00:00:10.400
Okay, so welcome to Doing Terrible Things with ruby.wasm.
00:00:16.800
First of all, who am I? I already introduced myself in the city pitches, but if you missed it, my name is Matias. I also answer to Matt. You can find me on all the usual places like Mastodon and on the Internet, where most people can be found. As for my day job, I'm a senior developer at a company called The Venue, where we handle bookings for event spaces and other event services. For example, if you’re organizing the next Euruko, you can use our service to find the venue.
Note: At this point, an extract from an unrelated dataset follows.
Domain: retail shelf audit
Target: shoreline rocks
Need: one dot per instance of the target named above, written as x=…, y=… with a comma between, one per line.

Perhaps you are organizing a Meetup, a wedding, or a birthday, or a company off-site. Basically, anything you want to book a space for, you can do that with us.
00:01:02.760
I'm also one of the co-founders of HelsigiRuby in Finland, which is a non-profit organization that promotes Ruby and other software development initiatives. You might recall us from last year's Euruko in Helsinki; this is the pitch that I gave earlier in the city pitches. This year, we are doing something different. The theme is 'Humanity,' as it’s a human-centered conference for software developers, and we have a keynote from Anna Dash. As mentioned, you can get a 20% discount on tickets, or you can just scan that QR code there, and that works too. But now, let's get back to the topic at hand: doing terrible things with ruby.wasm.
00:01:49.140
Let's start out with some basics. Who here knows what WebAssembly is? Alright, about half, I think. WebAssembly first appeared in 2017 and became an official standard in 2019. Consulting MDN, we find a wonderful wall of text, but it boils down to this: it's a low-level assembly-like language that offers near-native performance, providing languages such as C, C++, C#, and Rust with a compilation target so that they can run on the web alongside JavaScript.
00:02:20.340
When you start looking into it, you'll encounter two different WebAssembly file formats. The first is the text representation, which looks like source code, while the second is wasm, which is the binary representation into which everything else gets compiled. The wasm files are what actually get loaded and run in the browser. So, how do you go from source to wasm? First, let's look at some plain WebAssembly.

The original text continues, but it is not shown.